Kabar itu disampaikan Tim Advokasi untuk Demokrasi, Daniel Winarta dalam Diskusi Publik bertajuk “Keadilan Untuk Andrie Yunus, Militer Harus Tunduk Pada Peradilan Umum” yang diselenggarakan oleh Badan Eksekutif Mahasiswa Universitas Indonesia di Aula Pusgiwa UI, Depok, Jawa Barat.
"Kondisi terkini Andrie Yunus masih dalam perawatan intensif di RSCM, tepatnya di ruang high care unit dengan akses terbatas," ujar Daniel dalam keterangan tertulis, Selasa 7 April 2026.
Kata Daniel, Andrie telah menjalani tiga kali operasi pada bagian mata akibat serangan air keras yang menyebabkan luka serius, termasuk kerusakan jaringan seperti efek terbakar.
"Meskipun korban telah sadar dan dapat berkomunikasi, proses pemulihan masih berlangsung sehingga belum memungkinkan untuk menerima banyak kunjungan secara langsung," tuturnya.
Lebih lanjut, Daniel menjelaskan bahwa para pelaku diduga telah melakukan pengintaian sejak sebelum kejadian, termasuk mengikuti pergerakan korban dari beberapa titik hingga lokasi penyerangan.

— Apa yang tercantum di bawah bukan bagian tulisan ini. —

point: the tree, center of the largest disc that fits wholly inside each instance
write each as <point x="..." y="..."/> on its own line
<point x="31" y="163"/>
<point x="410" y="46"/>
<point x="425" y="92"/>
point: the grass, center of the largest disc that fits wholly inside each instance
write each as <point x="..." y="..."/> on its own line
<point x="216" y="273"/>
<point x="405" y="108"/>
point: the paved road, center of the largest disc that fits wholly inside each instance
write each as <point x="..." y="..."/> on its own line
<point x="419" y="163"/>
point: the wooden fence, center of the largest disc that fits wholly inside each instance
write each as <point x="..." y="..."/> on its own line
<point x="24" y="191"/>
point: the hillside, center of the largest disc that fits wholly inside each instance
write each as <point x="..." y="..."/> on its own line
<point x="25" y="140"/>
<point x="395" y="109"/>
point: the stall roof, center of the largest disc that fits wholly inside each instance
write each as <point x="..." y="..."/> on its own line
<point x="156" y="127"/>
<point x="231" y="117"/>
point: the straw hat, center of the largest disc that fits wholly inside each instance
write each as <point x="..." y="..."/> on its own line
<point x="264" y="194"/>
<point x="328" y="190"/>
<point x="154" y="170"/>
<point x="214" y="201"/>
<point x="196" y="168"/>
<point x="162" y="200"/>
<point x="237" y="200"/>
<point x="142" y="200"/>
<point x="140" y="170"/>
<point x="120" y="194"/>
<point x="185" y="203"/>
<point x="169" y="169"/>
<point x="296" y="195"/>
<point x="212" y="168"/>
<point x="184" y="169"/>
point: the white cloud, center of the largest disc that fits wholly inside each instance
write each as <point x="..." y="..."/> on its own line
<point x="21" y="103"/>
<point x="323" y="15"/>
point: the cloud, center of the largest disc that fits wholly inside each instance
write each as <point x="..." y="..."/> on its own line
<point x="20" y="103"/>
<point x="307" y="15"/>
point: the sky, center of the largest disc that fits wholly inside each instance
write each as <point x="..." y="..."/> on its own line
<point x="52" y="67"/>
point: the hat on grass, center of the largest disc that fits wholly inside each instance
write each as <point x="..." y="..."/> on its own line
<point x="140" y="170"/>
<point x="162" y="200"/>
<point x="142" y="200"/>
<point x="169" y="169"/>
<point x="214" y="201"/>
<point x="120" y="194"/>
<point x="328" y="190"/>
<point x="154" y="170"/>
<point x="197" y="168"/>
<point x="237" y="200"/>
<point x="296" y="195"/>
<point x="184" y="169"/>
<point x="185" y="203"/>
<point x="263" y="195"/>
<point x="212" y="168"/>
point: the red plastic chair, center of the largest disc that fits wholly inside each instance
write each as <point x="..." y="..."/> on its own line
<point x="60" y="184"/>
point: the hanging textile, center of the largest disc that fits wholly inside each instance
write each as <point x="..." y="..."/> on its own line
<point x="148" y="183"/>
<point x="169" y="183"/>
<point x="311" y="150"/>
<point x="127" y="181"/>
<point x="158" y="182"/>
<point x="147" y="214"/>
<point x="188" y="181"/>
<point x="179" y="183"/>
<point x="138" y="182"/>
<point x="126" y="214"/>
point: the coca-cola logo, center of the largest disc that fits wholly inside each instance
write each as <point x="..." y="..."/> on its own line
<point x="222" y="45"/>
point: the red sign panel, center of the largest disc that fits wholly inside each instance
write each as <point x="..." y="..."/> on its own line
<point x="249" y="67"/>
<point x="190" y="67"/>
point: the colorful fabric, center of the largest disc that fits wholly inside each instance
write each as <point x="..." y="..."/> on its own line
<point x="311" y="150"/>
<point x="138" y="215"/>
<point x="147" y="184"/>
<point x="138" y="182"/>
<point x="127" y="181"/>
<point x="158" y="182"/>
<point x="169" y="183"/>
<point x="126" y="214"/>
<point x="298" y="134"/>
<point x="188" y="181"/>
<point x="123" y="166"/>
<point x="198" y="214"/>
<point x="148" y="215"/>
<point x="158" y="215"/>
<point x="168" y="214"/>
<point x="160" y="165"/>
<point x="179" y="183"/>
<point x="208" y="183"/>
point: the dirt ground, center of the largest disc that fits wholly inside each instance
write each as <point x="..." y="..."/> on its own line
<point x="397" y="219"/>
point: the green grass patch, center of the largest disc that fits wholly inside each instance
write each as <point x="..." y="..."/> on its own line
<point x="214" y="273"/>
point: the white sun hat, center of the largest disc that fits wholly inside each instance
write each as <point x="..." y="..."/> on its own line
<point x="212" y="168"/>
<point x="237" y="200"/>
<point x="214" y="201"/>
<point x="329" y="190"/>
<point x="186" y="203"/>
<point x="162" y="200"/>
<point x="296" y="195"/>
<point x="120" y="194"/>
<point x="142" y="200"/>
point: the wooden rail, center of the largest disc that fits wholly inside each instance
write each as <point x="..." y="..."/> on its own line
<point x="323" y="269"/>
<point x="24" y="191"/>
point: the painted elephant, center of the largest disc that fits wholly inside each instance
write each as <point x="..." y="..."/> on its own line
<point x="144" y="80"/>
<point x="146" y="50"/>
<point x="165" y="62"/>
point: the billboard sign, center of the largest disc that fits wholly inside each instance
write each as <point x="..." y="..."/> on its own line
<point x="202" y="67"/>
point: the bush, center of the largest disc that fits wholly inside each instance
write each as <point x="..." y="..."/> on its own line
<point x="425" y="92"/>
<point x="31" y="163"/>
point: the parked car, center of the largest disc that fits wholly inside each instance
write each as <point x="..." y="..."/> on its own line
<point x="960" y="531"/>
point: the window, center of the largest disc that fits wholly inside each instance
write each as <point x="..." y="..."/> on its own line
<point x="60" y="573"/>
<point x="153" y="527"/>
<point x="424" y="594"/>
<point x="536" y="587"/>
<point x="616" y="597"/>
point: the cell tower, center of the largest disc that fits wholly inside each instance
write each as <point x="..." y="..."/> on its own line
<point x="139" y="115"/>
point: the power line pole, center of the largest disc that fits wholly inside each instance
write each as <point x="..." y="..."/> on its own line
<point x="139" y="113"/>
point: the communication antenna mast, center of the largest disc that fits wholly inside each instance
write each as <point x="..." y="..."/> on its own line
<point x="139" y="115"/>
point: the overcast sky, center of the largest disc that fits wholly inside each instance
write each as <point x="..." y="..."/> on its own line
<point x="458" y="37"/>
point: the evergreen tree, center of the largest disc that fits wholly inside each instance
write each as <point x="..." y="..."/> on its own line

"Para pelaku juga menggunakan berbagai modus penyamaran, seperti atribut layanan ojek online, serta menunjukkan pola komunikasi yang terorganisir di lapangan," tuturnya.
Dalam konteks hukum, ia menegaskan bahwa kasus ini seharusnya diproses melalui peradilan umum. Hal ini mengingat pergerakan pelaku yang sudah lama memantau pergerakan korban.
"Ini juga mengingat tindak pidana yang dilakukan merupakan kejahatan umum dan melibatkan aktor lintas status," tandasnya.